In both cases, zinc participates in numerous metabolic processes . This is why its deficiency in the body leads to immune and skin problems.


In addition to zinc and copper, another trace element to consider is iron . This mineral is essential in various biological processes and is present in all cells of the body, as well as in specific molecules.

In particular, most of the iron is found in the proteins hemoglobin and myoglobin, which have different functions in the body. The former is responsible for transporting oxygen from the lungs to the tissues, while the latter carries it to the muscle cells. Only 5-10% of the iron ingested with food is used by the animal’s metabolism.

On the other hand, its excess in the blood is toxic to the body and its absence causes the appearance of anemia. In dogs, anemia rarely results from a dietary deficiency of this mineral. Its appearance is usually related to chronic blood loss, the presence of parasites or bleeding.

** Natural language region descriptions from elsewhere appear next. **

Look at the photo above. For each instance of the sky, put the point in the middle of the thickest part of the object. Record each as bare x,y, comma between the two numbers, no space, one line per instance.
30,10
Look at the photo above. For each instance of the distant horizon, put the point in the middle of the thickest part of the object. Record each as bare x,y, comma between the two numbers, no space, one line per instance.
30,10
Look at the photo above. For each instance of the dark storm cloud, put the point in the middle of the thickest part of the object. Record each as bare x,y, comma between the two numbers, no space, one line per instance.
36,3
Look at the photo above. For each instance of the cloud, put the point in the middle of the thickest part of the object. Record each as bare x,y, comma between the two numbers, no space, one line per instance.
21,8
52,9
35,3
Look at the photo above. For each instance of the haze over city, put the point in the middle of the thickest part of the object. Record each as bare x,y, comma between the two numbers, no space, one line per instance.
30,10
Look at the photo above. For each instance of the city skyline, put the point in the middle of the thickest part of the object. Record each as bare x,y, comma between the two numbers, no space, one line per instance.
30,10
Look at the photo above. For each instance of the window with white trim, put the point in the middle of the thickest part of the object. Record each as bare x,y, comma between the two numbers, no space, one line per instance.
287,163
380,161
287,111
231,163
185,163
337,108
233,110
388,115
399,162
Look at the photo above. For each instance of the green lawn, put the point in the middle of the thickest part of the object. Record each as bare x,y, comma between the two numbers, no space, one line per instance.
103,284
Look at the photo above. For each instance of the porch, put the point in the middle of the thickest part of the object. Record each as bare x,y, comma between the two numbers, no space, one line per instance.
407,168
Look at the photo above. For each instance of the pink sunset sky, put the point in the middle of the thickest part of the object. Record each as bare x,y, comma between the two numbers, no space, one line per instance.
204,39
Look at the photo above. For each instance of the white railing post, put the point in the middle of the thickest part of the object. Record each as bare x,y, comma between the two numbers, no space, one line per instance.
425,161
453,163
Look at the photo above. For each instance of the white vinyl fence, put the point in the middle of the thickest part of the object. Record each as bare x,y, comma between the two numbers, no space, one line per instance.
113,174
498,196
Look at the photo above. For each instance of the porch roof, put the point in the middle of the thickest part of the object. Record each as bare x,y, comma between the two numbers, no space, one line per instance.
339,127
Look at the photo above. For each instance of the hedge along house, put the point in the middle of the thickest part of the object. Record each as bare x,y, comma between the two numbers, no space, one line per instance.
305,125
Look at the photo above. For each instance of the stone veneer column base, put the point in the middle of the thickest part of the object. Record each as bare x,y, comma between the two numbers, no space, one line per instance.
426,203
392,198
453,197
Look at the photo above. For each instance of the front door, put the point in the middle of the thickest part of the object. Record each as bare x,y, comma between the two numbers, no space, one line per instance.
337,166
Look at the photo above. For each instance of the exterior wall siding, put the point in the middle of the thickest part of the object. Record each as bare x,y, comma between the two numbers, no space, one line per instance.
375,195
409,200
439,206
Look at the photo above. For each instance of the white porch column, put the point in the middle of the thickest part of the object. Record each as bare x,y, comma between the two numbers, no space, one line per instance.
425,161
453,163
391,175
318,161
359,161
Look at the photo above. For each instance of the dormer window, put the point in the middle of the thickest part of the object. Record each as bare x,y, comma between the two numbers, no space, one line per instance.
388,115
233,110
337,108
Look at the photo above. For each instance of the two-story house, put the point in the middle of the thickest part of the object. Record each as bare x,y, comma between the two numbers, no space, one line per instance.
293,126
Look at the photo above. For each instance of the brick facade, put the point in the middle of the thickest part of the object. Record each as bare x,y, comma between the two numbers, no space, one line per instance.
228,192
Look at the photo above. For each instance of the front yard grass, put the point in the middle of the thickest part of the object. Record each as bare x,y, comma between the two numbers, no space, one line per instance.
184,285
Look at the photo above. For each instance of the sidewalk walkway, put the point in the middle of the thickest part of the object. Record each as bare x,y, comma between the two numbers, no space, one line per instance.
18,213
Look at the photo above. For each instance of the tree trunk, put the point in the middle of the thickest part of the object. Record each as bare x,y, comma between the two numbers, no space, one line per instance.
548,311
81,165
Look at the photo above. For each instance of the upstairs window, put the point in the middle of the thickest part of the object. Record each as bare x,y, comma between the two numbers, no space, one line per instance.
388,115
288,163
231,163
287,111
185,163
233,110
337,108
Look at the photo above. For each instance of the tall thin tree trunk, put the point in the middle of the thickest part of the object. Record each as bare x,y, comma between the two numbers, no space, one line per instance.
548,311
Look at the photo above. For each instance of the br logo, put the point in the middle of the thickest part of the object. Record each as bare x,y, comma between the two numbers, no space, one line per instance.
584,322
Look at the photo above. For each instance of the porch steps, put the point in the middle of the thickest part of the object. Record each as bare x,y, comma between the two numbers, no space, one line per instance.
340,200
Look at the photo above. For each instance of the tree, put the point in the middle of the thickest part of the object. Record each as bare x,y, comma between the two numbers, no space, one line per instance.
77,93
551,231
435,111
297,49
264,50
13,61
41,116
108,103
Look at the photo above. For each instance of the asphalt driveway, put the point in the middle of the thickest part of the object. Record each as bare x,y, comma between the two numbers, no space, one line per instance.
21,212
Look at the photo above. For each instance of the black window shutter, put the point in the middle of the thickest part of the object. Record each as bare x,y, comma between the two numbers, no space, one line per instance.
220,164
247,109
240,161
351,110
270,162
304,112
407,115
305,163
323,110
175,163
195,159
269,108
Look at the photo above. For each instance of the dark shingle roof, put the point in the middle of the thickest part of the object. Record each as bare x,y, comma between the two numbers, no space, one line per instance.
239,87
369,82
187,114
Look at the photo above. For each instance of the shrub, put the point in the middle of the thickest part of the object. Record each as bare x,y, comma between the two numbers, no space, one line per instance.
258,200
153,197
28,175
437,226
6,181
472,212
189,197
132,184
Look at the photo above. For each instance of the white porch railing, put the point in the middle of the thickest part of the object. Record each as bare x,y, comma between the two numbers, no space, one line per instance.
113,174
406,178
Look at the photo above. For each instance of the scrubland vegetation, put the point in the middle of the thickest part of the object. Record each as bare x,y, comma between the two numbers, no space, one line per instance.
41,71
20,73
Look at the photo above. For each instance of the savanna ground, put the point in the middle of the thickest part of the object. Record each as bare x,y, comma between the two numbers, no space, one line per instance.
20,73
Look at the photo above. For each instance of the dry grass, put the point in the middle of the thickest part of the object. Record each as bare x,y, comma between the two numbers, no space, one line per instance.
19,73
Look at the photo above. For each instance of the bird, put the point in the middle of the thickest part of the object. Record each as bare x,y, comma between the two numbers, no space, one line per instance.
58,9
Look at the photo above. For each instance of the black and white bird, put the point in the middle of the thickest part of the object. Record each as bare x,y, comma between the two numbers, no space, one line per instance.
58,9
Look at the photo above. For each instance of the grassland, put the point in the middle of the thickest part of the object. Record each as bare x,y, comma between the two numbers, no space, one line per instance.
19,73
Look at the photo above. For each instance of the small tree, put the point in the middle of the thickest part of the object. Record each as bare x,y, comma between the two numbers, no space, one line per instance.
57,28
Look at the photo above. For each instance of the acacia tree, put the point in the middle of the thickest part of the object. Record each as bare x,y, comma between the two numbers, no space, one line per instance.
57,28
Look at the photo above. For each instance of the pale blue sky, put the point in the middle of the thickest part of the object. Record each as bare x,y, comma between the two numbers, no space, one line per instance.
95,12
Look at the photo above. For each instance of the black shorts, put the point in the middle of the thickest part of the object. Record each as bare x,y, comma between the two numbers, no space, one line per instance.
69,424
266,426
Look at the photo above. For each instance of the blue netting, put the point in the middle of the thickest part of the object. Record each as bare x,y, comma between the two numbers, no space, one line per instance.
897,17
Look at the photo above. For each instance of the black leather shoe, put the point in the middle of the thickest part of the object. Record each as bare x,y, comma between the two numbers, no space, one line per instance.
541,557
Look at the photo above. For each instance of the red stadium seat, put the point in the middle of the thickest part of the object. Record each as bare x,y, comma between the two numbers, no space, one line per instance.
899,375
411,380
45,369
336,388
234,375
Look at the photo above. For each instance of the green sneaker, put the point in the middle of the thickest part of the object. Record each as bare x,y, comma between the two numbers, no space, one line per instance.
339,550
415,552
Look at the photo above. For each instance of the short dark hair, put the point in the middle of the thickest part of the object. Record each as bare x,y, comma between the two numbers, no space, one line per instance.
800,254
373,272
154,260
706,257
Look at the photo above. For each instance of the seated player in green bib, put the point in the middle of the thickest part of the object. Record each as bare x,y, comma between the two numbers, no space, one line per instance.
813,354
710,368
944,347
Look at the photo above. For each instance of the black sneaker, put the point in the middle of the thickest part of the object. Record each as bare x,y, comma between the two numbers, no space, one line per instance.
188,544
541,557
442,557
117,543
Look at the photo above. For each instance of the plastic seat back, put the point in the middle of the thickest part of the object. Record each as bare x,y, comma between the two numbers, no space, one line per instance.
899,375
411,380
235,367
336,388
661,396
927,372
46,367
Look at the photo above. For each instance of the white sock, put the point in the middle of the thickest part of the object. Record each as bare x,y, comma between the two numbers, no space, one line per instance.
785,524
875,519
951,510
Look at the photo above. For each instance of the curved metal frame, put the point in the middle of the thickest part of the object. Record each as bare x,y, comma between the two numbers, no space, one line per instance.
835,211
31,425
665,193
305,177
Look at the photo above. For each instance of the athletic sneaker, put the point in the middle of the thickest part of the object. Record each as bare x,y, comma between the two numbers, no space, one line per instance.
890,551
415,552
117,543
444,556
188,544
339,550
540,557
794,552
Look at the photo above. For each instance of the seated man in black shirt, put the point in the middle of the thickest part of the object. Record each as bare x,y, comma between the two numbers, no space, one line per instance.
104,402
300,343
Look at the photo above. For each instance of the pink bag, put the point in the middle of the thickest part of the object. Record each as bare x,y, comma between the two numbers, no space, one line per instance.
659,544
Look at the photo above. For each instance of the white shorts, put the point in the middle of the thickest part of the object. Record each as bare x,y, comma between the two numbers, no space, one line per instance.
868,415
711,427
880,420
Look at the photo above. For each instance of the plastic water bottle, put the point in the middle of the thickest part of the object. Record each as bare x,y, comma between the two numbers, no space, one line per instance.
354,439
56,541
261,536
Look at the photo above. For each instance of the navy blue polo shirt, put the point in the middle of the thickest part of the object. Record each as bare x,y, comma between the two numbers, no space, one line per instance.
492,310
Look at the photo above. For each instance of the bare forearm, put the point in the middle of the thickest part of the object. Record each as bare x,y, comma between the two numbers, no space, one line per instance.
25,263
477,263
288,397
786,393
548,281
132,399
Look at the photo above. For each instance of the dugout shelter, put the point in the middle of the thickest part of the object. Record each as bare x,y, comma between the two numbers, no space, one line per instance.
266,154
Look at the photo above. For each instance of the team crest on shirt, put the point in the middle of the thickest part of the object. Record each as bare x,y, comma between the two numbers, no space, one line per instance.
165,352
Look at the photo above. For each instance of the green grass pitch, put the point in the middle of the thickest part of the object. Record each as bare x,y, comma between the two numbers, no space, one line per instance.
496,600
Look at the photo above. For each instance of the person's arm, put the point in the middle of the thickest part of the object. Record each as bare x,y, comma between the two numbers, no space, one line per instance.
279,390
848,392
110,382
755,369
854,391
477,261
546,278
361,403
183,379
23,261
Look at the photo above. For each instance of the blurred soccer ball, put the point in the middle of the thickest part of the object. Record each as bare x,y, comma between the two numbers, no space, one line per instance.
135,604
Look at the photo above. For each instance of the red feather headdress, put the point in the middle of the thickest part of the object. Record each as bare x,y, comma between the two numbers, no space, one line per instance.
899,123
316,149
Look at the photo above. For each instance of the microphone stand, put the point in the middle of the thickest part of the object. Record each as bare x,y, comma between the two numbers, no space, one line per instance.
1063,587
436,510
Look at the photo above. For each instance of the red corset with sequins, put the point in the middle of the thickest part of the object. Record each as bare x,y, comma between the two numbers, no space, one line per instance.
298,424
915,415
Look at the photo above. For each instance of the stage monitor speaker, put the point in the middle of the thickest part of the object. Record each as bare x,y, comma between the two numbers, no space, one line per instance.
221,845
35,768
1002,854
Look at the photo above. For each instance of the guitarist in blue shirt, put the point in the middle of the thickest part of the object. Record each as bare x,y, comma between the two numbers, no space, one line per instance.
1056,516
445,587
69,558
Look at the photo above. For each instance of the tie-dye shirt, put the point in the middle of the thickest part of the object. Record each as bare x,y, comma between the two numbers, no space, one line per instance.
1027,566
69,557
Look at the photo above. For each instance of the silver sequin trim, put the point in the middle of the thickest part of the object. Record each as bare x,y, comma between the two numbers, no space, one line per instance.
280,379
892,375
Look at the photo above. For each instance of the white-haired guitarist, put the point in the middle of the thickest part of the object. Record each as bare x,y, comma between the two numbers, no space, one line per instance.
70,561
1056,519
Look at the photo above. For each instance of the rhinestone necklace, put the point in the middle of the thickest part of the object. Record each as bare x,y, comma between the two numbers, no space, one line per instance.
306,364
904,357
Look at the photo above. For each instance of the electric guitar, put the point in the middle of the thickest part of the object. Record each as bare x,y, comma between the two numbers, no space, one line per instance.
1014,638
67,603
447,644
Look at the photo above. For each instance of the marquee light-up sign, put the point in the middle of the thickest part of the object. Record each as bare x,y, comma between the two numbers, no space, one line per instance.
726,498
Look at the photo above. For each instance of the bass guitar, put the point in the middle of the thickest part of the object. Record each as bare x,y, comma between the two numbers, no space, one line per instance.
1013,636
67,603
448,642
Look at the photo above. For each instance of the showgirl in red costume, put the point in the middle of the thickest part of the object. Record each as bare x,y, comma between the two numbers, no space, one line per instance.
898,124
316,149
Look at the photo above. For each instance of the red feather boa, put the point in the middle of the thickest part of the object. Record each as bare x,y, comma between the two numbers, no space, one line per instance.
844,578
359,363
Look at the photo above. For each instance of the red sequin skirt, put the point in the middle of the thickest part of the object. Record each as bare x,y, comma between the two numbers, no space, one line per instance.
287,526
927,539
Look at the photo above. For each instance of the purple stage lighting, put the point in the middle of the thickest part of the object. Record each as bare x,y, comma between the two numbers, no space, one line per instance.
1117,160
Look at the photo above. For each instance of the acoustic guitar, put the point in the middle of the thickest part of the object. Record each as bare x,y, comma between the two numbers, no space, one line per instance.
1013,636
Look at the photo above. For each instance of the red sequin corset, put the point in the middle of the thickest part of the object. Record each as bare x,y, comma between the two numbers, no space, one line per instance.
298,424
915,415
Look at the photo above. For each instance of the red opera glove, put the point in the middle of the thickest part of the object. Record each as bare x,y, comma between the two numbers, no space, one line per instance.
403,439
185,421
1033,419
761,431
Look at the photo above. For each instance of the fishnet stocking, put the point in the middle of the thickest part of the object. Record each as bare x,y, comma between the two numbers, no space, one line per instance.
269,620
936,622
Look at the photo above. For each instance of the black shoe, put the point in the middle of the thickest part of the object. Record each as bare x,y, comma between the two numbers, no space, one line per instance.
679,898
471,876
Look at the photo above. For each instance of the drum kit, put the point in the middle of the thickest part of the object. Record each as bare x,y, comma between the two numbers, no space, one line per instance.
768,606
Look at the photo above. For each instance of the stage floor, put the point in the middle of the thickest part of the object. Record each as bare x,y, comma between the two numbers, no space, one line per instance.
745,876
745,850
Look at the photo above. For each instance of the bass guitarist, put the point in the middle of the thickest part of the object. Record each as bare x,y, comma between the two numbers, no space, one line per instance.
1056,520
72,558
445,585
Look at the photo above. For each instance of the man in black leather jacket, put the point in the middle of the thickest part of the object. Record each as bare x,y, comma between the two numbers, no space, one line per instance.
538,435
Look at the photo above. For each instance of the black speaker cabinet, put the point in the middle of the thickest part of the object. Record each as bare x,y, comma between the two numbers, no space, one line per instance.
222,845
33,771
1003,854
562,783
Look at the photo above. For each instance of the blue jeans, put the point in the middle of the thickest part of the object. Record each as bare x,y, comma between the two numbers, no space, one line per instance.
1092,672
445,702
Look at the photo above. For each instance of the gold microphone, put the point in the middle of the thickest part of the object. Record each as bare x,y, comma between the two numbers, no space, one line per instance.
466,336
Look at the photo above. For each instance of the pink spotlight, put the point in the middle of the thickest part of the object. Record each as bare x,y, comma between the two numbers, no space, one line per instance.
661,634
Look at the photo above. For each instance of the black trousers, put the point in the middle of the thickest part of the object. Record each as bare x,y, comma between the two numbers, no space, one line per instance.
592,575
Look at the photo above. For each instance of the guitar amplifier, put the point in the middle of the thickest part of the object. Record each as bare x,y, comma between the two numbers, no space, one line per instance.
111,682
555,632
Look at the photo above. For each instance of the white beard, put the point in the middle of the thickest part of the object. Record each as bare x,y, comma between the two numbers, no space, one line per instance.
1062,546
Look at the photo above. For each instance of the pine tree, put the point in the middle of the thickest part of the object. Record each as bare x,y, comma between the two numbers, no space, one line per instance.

Other trace elements for dogs

In addition to those mentioned above, the body requires the presence of other trace elements. The following stand out:

  • Cobalt.
  • Chrome.
  • Fluorine.
  • Manganese.
  • Selenium.
  • Iodine.

Lack of trace elements

Nutritional deficiencies of specific nutrients can lead to different types of diseases. These are also divided into two categories: specific and non-specific. Nutritional deficiencies are classified as specific when they affect a specific nutrient or group of nutrients. On the other hand, they are non-specific when they are related to 3 different factors:

  • Malnutrition.
  • Incomplete or insufficient digestion of food.
  • Typical dog absorption problems.

Furthermore, nutritional problems are known to have a negative influence on the condition of the animal’s coat and skin. For this reason, if the dog lacks trace elements in its diet, it can present various skin disorders.

In conclusion, trace elements for dogs are essential for the proper functioning of the body. However, the required quantities are minimal and both their deficiency and excess in the diet should be avoided.

If you think your pet needs to ingest food supplements, you should always go to the vet before administering them regularly. Only the specialist can diagnose the dog and provide effective treatment.